Other nucleotide changes were expected to diminish the ribozyme activity, such that less of these molecules will cleave while being made. All the different RNA sequences were made simultaneously so that the amount that they cleave could be directly compared. The mount cleaved was determined by sequencing all the RNA molecules (RNA-seq). This sequencing data reports on both the nucleotide changes that were present in a specific molecule and whether or not that specific molecule was cleaved. Because each nucleotide change was observed multiple times, counting the number of cleaved and not cleaved molecules was used to determine the function of each sequence. Specifically, the function was defined as the fraction cleaved F = count cleaved/count total.
The lab experiments were replicated three times because the molecular biology methods used involve several stochastic processes. Each replicate was used separately to train and test the prediction model and contains 207 sequences with one mutation and 21,114 sequences with double mutation.
Prediction Model. We built a machine learning model to predict how nucleotide changes will change the ribozyme function (fraction cleaved). Each dataset contains nucleotide sequences and the associated fraction cleaved determined experimentally, which we used as ground truth. Because the fraction cleaved is a real number in [0,1], we addressed the problem as a regression task. Given that the input is a sequence of nucleotides, we used a Long Short-Term Memory modelto predict the fraction cleaved. We processed the input sequence of nucleotides as a text sequence. We used the root mean square error (RMSE) as the loss function. We used R 2 score, RMSE, and Pearson correlation coefficient (PCC) to measure the model performances of the proposed model.

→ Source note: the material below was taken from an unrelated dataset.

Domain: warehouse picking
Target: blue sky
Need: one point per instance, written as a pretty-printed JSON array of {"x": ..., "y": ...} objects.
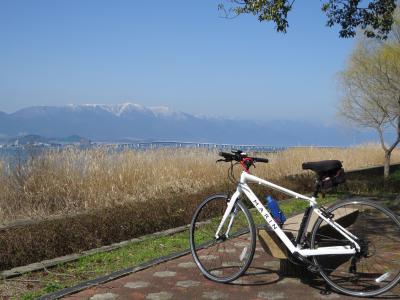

We conducted two types of experiments. In the first experiment (Experiment 1), we trained and predicted on individual and pairs of nucleotide mutations. We performed 10fold cross-validation for each of the Replicates. Results are shown in Table 1 (first three rows). In the second experiment (Experiment 2), we wanted to see if a model learned on one and two mutations was able to predict the function of sequences with a higher number of mutations (three in the considered case). Hence, we used all the Replicate data as training set and data consisting of sequences found in the genomes of mammals with three mutations, which were not in our training set (518 sequences). Results are shown in Table 2 (second three rows). We found that there was a strong prediction correlation in all models. For both experiments 1 and 2, the Pearson Correlation Coefficient on Replicates 2 and 3 was >0.9, and the R 2 ranged from 0.64 to 0.84. These results indicate that tractable high-throughput experiments in the lab can be used to determine the effect of combinations of mutations found to evolve in nature. Results were slightly worse on Replicate 1. Because of variation in the total number of copies for all mutational variants within each replicate, the average number of identified copies per variant is different. Additionally, because this difference is not uniformly distributed across all mutational variants, some variant's counts may be less accurate due to low copy volume. Consequently, we should not expect that each replicate will be of equal utility for downstream predictions. Overall, these preliminary results are promising for predicting "gain of function" mutations in other settings, such as RNA viruses, which could guide RNA vaccine production.